P. Me gustaría que abordáramos otra vez el tema de la
ciencia. Después del desastre de la Segunda Guerra Mundial, las primeras
relaciones entre Israel y Alemania se produjeron a través de los científicos.
El año pasado, mientras visitaba el Cern de Ginebra con Fabiola Gianotti, vi
alrededor de una mesa investigadores que procedían de países en conflicto entre
ellos. ¿No piensa que la investigación científica de base, la que no espera
ganar nada, pueda contribuir a promocionar en esta emergencia de la pandemia un
espíritu de fraternidad universal?
R. Claro que sí. La ciencia puede
desempeñar un papel importante, pero no decisivo. Puede activar un diálogo
entre los trabajadores de diferentes países que en este momento trabajan para
crear una vacuna y producir fármacos eficaces. Pero no se debe olvidar que la
ciencia es siempre ambivalente. En el pasado, muchos investigadores han
trabajado al servicio del poder y de la guerra. Dicho esto, yo confío mucho en
esos científicos creativos y llenos de imaginación que ciertamente sabrán
promocionar y defender una investigacion cientifica solida y al servicio de la
humanidad.
La red planetaria de investigadores testifica un esfuerzo hacia un bien
común universal que cruza las fronteras nacionales, los idiomas, el color de la
piel
P. Entra las
emergencias que la epidemia ha evidenciado está sobre todo la sanitaria. En
algunos países europeos, los Gobiernos han debilitado progresivamente los
hospitales con sustanciales recortes de recursos. La escasez de médicos,
enfermeros, camas y equipamientos han mostrado una sanidad pública enferma.

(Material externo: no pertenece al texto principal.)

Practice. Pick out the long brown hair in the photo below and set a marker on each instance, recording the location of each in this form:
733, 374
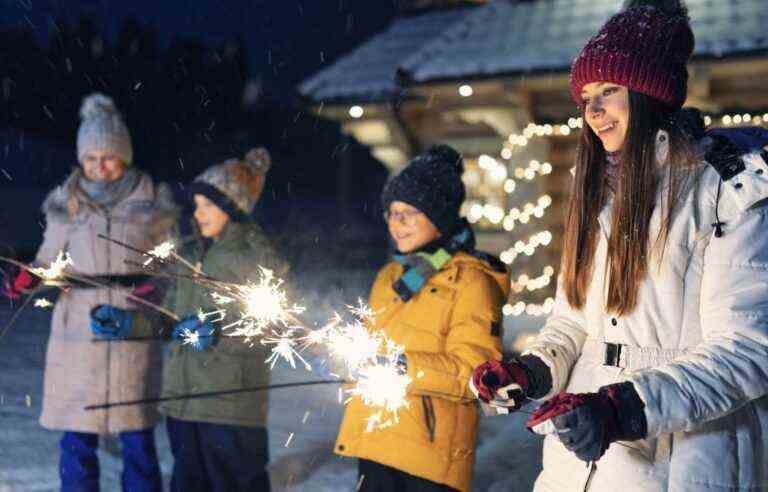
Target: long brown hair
636, 197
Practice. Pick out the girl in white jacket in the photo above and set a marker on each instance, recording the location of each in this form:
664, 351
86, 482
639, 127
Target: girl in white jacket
654, 363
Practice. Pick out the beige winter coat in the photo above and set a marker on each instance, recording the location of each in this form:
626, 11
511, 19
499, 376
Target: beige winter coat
79, 372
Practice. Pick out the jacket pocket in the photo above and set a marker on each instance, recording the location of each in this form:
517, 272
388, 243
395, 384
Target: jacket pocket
430, 417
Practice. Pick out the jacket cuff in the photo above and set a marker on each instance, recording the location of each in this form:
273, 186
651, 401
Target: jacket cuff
539, 376
629, 411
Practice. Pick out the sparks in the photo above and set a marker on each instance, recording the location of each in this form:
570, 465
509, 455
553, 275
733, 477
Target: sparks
189, 337
263, 304
383, 387
160, 252
284, 348
43, 303
62, 261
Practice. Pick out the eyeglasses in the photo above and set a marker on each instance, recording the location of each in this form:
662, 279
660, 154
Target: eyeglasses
407, 217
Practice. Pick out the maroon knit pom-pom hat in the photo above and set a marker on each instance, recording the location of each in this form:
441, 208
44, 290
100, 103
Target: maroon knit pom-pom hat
645, 48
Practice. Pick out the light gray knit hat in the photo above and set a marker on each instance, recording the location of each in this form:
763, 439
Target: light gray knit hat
102, 128
235, 185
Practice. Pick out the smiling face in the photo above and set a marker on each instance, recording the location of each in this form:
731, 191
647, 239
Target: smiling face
210, 218
102, 166
409, 227
606, 111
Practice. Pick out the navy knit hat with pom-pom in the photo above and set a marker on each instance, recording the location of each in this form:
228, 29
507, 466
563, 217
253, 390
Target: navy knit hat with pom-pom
432, 183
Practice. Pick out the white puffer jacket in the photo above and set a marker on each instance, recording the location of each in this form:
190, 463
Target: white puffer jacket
695, 348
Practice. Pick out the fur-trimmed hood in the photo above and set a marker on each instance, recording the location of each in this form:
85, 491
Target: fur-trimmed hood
146, 196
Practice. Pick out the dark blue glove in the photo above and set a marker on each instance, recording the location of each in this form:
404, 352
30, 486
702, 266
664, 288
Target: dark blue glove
111, 322
587, 423
191, 331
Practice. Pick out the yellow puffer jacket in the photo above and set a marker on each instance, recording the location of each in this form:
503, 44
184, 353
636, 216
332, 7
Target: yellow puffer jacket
451, 326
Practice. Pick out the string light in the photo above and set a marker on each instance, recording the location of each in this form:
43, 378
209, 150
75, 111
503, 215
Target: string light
539, 239
739, 119
520, 308
529, 209
356, 111
524, 282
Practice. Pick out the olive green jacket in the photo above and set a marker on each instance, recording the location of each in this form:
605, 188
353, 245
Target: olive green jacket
230, 363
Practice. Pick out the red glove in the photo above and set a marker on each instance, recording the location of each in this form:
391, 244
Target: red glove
14, 289
490, 377
587, 423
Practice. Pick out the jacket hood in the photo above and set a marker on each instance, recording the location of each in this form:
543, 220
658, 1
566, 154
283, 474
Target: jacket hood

R. No hay duda de que la sanidad
tenga que ser pública y universal. En Europa, en las últimas décadas, hemos
sido víctimas de las directivas neoliberales que han insistido en una reducción
de los servicios públicos en general. Programar la gestión de los hospitales
como si fueran empresas significa concebir los pacientes como mercancía
incluida en un ciclo productivo. Esto es otro ejemplo de cómo una visión puramente
financiera pueda producir desastres bajo el punto de vista humano y sanitario.
P. La sanidad y la educación constituyen los
dos pilares de la dignidad humana (el derecho a la vida y el derecho al
conocimiento) y las bases del desarrollo económico de un país. El sistema
educativo también ha sufrido recortes terribles en estas décadas.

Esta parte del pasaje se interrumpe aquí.